We apparently also love a debate.
Earlier this month, the president announced that the administration would halt the deportations of certain young people in the country illegally, sparking a fierce and, at times, partisan discussion over what should be done about the estimated 11 million people here illegally.
The debate reached a fever pitch on Monday morning when the Supreme Court ruled on SB1070.
About 50,000 people signed in to SCOTUSblog to watch reporters inside the Court blog live. By noon, hashtags #SB1070, #SCOTUS, and #Arizona dominated Twitter.
Hundreds filled out an informal poll on the Arizona Republic's website: by 7 p.m. ET, 36.4 percent of those who responded thought that today's winners were Arizona residents. The next largest share, 33.8 percent, said nobody won.
Reactions in the social-media universe were also mixed.
"How sad SB1070 section 2B permits the police act as immigration agents was approved, sad racism against Hispanics," @OMARSANCHEZOMI tweeted in Spanish.
SB1070 supporters let their voices be heard too.
"SOOOO SICK of hearing about how 'controversial' SB 1070. It's about asking for freaking i.d. people," tweeted @KatiePavlich.
It seemed everyone weighed in, many simultaneously claiming victory and expressing reservations about the ruling: Arizona Gov. Jan Brewer, President Obama, Sen. John McCain, R-Ariz., the immigrant-rights group the National Council of La Raza, the American Civil Liberties Union, restrictionist advocacy and grassroots organizing groups the Federation for American Immigration Reform and NumbersUSA — even the Mexican government.

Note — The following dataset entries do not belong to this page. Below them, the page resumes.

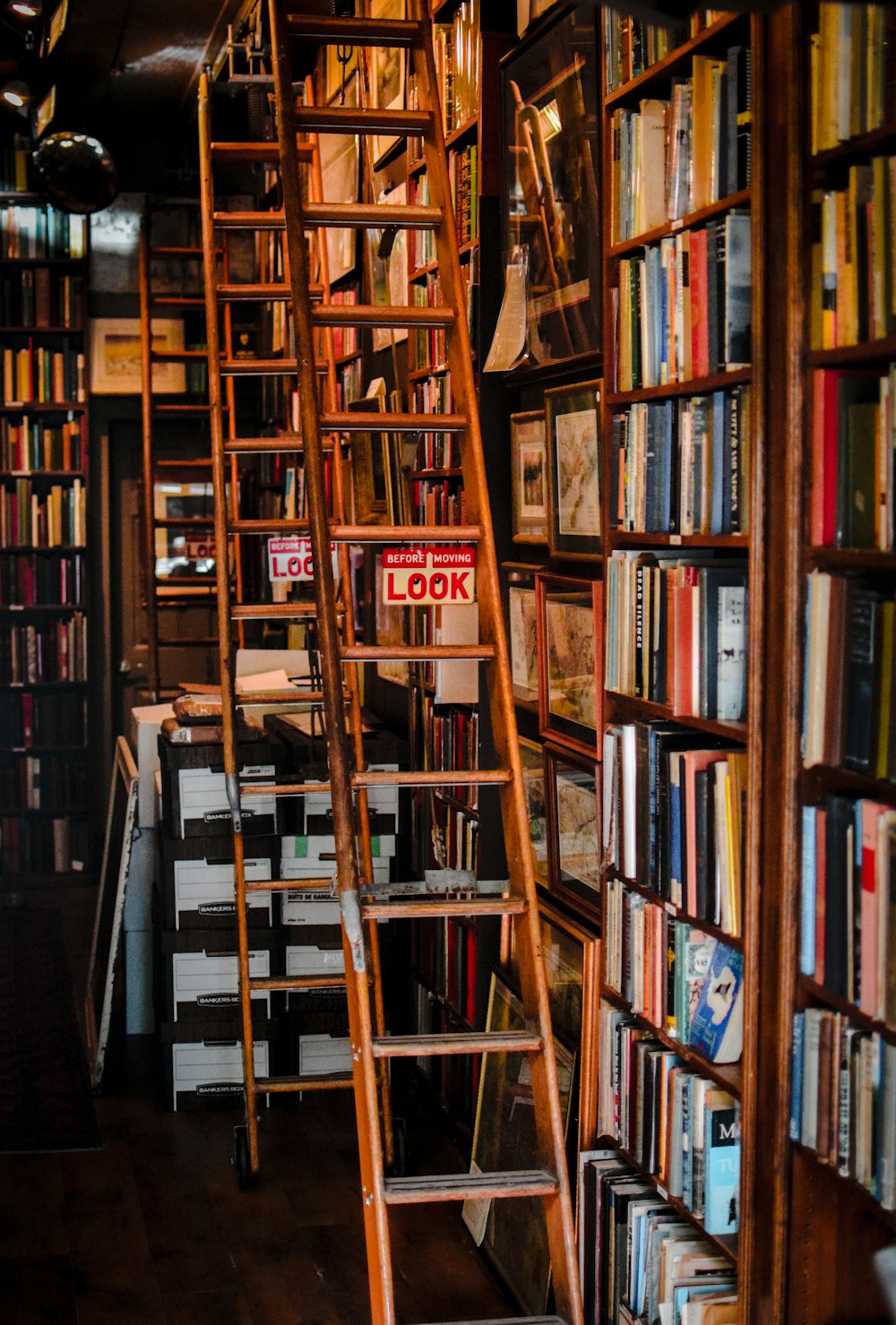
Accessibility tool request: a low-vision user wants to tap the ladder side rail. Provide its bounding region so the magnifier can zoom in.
[199,70,258,1173]
[305,90,395,1166]
[269,13,395,1325]
[139,208,160,703]
[411,0,583,1325]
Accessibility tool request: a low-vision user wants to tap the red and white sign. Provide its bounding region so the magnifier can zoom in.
[185,533,215,562]
[268,538,340,581]
[383,547,476,607]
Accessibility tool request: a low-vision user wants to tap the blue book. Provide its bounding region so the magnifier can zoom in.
[790,1012,806,1140]
[709,391,725,534]
[704,1096,741,1234]
[799,805,818,977]
[688,943,744,1063]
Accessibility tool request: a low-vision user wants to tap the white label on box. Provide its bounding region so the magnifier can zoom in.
[177,763,277,833]
[298,1035,351,1076]
[171,949,271,1021]
[287,945,346,976]
[268,538,340,581]
[383,547,476,607]
[174,860,271,929]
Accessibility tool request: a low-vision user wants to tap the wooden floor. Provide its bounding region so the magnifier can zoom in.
[0,890,515,1325]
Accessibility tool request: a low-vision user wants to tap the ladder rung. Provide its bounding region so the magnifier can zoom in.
[302,202,445,230]
[296,106,432,138]
[360,897,526,919]
[340,644,495,663]
[287,13,420,47]
[312,304,454,327]
[249,976,346,991]
[321,410,467,432]
[211,143,314,164]
[254,1072,354,1095]
[384,1168,558,1206]
[246,877,335,899]
[373,1031,545,1059]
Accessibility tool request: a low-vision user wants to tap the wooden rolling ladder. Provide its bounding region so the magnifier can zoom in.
[200,0,582,1325]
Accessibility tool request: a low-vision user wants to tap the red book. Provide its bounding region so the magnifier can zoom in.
[688,230,709,378]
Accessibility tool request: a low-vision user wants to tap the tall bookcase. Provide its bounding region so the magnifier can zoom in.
[0,177,89,891]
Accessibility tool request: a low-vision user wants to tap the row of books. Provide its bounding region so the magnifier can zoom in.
[411,478,467,525]
[808,363,896,551]
[411,918,478,1026]
[0,553,86,608]
[0,412,85,474]
[602,722,747,935]
[802,571,896,780]
[0,133,32,194]
[606,548,747,722]
[612,208,753,391]
[411,271,447,370]
[605,879,744,1063]
[0,612,88,685]
[0,202,88,260]
[0,266,83,327]
[578,1146,738,1325]
[598,1002,739,1235]
[790,1007,896,1209]
[609,387,752,534]
[3,338,88,407]
[0,478,88,547]
[0,815,88,874]
[432,0,480,133]
[609,47,750,244]
[810,4,896,152]
[0,752,88,813]
[810,157,896,349]
[799,795,896,1028]
[603,6,724,91]
[0,691,88,750]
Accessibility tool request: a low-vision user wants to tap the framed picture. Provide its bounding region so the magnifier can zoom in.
[536,571,603,759]
[320,91,360,284]
[518,736,548,888]
[365,183,411,351]
[511,409,547,543]
[90,318,185,396]
[511,899,600,1155]
[464,971,576,1316]
[501,562,538,711]
[545,744,600,916]
[348,395,390,525]
[501,5,600,366]
[370,0,406,169]
[545,382,603,561]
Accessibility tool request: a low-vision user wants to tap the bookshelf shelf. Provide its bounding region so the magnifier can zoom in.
[799,974,896,1044]
[600,982,742,1100]
[606,368,753,406]
[598,1137,738,1265]
[607,188,752,258]
[606,691,747,744]
[603,13,744,110]
[604,873,744,951]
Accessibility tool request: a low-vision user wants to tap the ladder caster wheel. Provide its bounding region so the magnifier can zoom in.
[232,1125,254,1192]
[390,1118,407,1178]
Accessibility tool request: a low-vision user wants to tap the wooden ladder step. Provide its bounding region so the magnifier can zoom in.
[287,13,423,47]
[384,1168,559,1206]
[312,304,454,327]
[254,1072,354,1095]
[249,976,346,991]
[340,644,495,663]
[373,1031,545,1059]
[296,106,434,138]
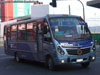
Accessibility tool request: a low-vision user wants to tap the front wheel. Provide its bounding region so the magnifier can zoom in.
[47,58,55,70]
[81,62,90,68]
[15,53,21,62]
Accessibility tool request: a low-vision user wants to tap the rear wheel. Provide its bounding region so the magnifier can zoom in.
[81,62,90,68]
[15,53,20,62]
[47,58,55,70]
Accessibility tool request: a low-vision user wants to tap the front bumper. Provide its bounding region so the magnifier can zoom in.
[55,52,96,65]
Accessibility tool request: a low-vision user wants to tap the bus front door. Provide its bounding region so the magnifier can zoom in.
[37,24,43,61]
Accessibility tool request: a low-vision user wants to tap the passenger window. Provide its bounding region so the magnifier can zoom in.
[27,23,34,41]
[18,24,26,41]
[43,22,52,42]
[7,27,10,42]
[11,25,17,41]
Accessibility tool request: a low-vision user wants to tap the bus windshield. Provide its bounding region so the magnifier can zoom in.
[50,17,91,41]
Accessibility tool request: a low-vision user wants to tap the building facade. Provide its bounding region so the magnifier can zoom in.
[1,0,33,22]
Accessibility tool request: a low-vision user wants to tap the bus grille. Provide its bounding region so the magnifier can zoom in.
[66,48,90,55]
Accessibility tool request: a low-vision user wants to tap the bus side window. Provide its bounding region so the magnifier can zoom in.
[43,22,52,42]
[7,27,10,42]
[4,26,7,41]
[27,23,34,41]
[18,24,26,41]
[11,25,17,41]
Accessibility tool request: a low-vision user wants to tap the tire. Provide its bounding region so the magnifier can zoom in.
[81,62,90,68]
[15,53,20,62]
[47,58,55,70]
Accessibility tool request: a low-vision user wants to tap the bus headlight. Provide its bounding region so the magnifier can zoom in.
[57,46,65,55]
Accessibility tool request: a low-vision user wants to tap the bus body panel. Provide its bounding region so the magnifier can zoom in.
[4,15,96,65]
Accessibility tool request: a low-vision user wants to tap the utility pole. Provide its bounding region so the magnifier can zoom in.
[68,5,71,15]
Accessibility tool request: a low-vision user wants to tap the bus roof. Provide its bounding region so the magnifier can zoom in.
[5,14,80,27]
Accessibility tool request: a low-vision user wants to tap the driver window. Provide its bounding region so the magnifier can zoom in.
[44,22,52,42]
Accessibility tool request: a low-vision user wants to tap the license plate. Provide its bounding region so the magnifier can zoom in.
[76,59,83,62]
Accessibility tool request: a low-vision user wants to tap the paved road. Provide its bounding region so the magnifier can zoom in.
[0,47,100,75]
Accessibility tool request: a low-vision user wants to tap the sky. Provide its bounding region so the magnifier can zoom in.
[38,0,100,26]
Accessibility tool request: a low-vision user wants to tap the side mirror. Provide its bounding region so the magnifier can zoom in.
[43,26,48,34]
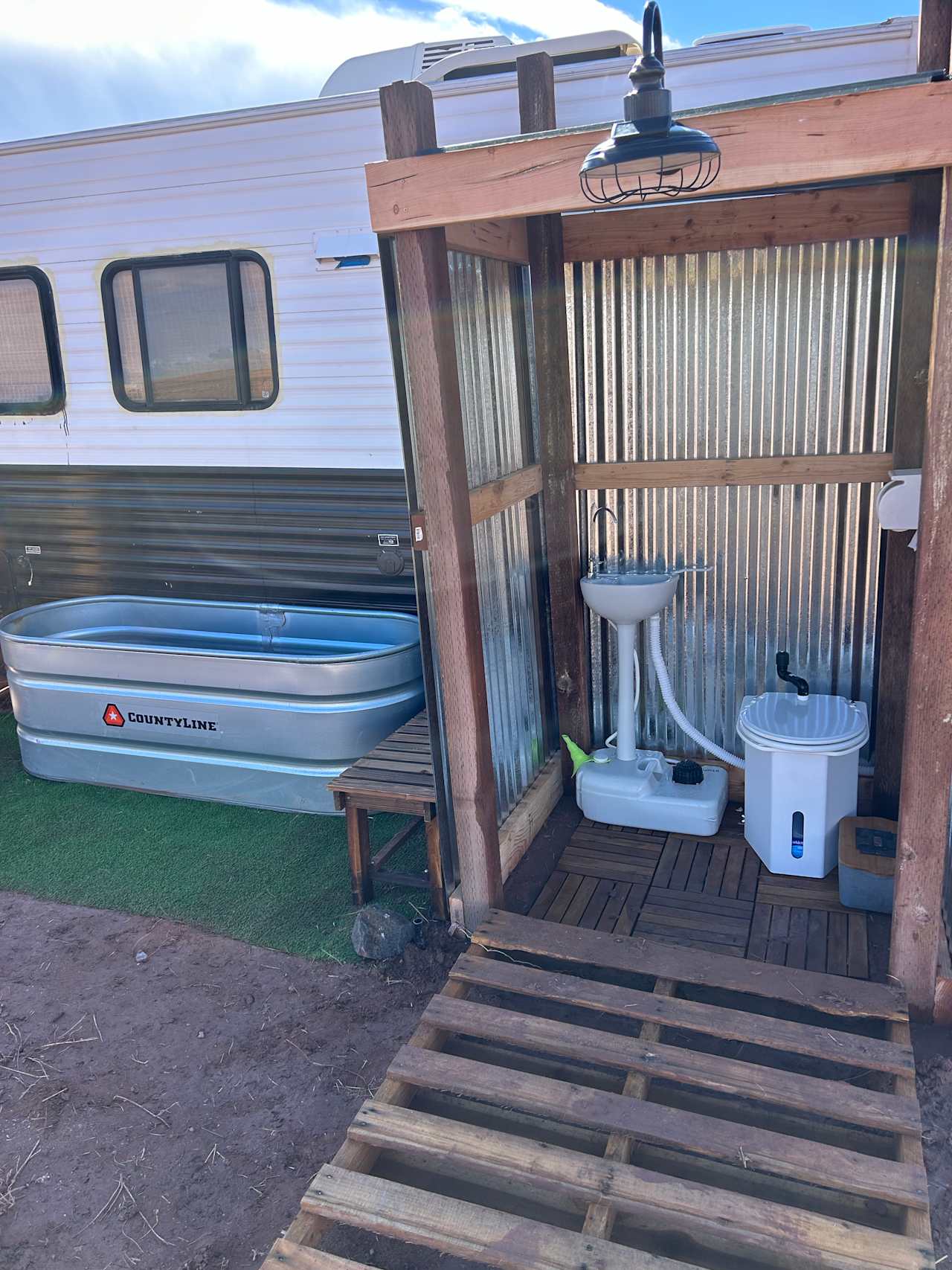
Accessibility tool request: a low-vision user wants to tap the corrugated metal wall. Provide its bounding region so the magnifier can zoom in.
[0,467,415,611]
[449,251,552,821]
[567,239,900,752]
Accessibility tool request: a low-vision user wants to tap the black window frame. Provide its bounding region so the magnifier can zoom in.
[0,264,66,415]
[102,249,278,414]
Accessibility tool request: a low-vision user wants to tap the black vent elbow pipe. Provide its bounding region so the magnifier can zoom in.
[776,652,810,697]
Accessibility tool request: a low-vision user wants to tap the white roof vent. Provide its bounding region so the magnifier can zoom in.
[695,27,812,48]
[321,36,512,97]
[320,31,641,97]
[420,36,512,71]
[417,31,641,84]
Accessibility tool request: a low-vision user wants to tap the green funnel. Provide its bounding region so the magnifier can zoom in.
[562,733,591,776]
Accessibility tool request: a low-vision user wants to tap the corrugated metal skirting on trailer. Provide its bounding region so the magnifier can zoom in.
[449,251,553,821]
[0,466,415,624]
[566,239,900,753]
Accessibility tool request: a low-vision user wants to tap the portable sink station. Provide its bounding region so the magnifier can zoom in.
[571,508,869,878]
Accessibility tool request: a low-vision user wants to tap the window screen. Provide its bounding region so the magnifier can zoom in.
[0,266,63,414]
[103,251,278,410]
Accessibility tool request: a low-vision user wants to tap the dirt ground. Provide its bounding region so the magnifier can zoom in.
[0,894,952,1270]
[0,894,462,1270]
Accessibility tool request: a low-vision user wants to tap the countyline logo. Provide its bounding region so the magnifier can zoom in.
[103,702,219,731]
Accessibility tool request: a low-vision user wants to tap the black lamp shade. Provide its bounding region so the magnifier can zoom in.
[579,124,721,203]
[579,0,721,203]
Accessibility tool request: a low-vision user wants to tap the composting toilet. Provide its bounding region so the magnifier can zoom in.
[738,692,869,878]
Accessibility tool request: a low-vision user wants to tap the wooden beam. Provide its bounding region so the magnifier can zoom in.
[381,83,503,926]
[872,0,952,821]
[499,754,562,882]
[916,0,952,71]
[515,54,591,787]
[469,464,542,525]
[447,217,530,264]
[575,455,892,489]
[562,180,909,260]
[366,80,952,234]
[890,167,952,1019]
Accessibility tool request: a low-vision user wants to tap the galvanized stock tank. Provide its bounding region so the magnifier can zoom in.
[0,596,422,812]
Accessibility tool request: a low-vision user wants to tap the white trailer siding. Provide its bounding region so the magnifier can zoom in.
[0,19,916,470]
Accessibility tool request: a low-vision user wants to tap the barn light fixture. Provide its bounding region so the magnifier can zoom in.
[579,0,721,203]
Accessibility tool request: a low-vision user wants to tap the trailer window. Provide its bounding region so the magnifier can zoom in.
[103,251,278,410]
[0,266,63,414]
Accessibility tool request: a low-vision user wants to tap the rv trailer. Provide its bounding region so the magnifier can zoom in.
[0,18,916,612]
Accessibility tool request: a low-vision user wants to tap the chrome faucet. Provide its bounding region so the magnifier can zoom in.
[589,505,623,577]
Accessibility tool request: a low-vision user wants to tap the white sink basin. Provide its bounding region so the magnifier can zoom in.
[582,573,679,623]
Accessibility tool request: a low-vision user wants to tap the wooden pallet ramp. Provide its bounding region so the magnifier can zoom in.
[264,912,934,1270]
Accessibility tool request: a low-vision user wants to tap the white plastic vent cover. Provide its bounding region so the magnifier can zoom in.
[420,36,512,71]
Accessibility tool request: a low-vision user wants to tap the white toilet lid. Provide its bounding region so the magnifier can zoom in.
[738,692,868,748]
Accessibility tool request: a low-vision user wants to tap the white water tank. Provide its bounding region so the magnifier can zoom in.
[738,692,869,878]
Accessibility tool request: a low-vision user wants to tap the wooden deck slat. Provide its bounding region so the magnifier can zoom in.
[806,908,826,970]
[543,806,869,979]
[349,1101,930,1270]
[303,1164,686,1270]
[647,886,754,921]
[546,873,584,922]
[449,952,916,1076]
[422,995,920,1133]
[262,1239,373,1270]
[391,1041,929,1209]
[274,909,934,1270]
[475,909,907,1020]
[530,869,565,917]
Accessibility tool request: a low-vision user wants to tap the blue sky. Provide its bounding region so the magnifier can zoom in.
[0,0,914,141]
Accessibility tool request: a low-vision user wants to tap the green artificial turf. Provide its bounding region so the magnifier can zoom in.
[0,715,429,960]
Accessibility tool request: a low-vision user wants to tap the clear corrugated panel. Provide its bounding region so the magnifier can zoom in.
[444,251,548,821]
[566,239,900,753]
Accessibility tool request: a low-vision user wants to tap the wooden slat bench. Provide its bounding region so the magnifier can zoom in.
[259,912,934,1270]
[327,710,447,918]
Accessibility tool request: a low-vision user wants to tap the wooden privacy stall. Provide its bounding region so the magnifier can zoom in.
[367,49,952,1017]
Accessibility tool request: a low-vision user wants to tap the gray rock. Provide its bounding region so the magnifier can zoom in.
[350,904,416,961]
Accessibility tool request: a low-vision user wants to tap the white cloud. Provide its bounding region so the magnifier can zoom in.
[0,0,637,140]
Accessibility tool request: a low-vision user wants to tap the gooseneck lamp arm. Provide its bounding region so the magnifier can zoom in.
[579,0,721,205]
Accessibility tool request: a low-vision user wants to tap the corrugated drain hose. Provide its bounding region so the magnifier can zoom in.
[647,613,745,769]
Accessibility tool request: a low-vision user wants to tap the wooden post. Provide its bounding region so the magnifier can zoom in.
[890,167,952,1019]
[916,0,952,71]
[872,0,952,821]
[379,83,503,930]
[515,54,591,786]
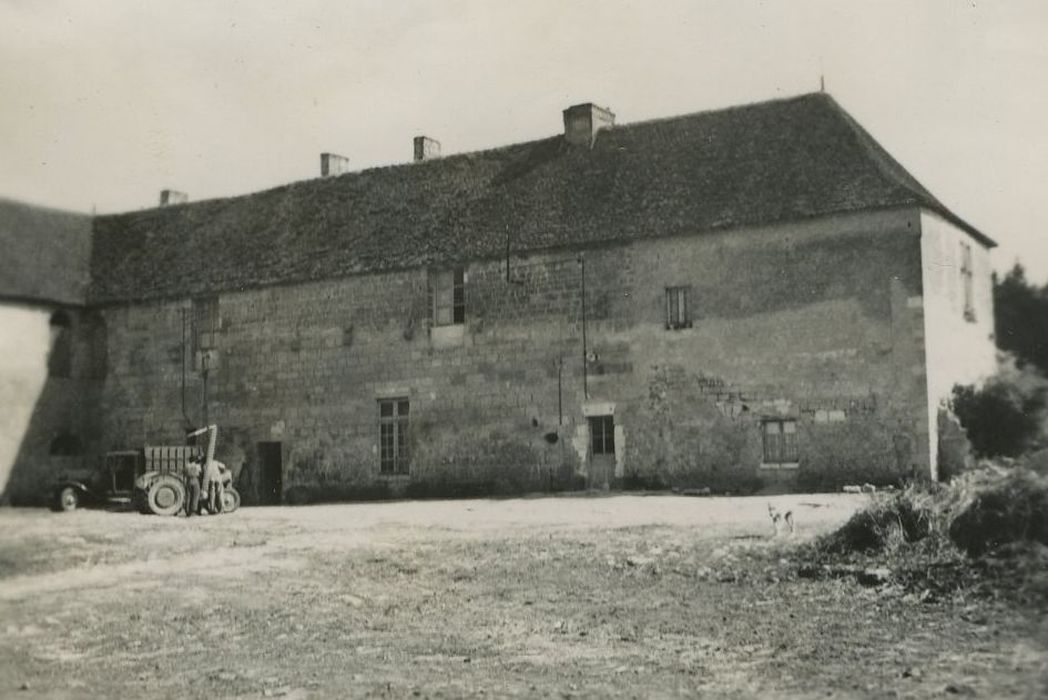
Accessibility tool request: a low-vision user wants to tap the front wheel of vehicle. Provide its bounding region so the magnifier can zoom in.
[147,475,185,516]
[54,486,80,512]
[222,486,240,512]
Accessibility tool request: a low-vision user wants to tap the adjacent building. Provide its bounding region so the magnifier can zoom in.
[2,93,995,503]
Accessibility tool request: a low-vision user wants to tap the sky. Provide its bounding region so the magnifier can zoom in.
[0,0,1048,283]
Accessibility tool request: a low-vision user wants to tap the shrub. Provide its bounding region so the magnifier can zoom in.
[953,367,1048,457]
[949,468,1048,556]
[816,484,946,554]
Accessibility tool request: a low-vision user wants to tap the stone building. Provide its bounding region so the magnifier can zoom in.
[4,93,995,503]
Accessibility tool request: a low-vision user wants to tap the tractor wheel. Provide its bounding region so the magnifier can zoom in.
[147,476,185,516]
[54,486,80,512]
[222,486,240,512]
[131,488,153,516]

(Read related story here.)
Spanish-language media covered the story exhaustively. Telemundo posted a video, explaining to immigrants what to do if they are detained.
By 5:30 p.m. ET on Monday, 734 people had commented on Univision's explanation of the ruling.
Concerns about the laws were not restricted to the Hispanic community.
Mee Moua, executive director for the Asian American Justice Center, applauded the Supreme Court's decision to overturn several provisions within SB1070.
But while she felt that the ruling based on federal preemption was an appropriate decision, she maintained that the AAJC was "concerned about the application of the "˜show me papers' provision," adding, "I think it's very unclear what reasonable suspicion translates into."
"In my mind, based on the language that's in the decision, is now being a person of color or speaking English with an accent, is that now similar to slurred speech or alcohol on the breath?"
Moua later added, "It's not just about being Latino but it is a concern to us for the community of color as a whole."
Americans were not the only ones trying to figure out what the ruling meant for their communities, friends, and families. The extensive international coverage and the reach of social media spread the news quickly beyond our borders — particularly the southern border.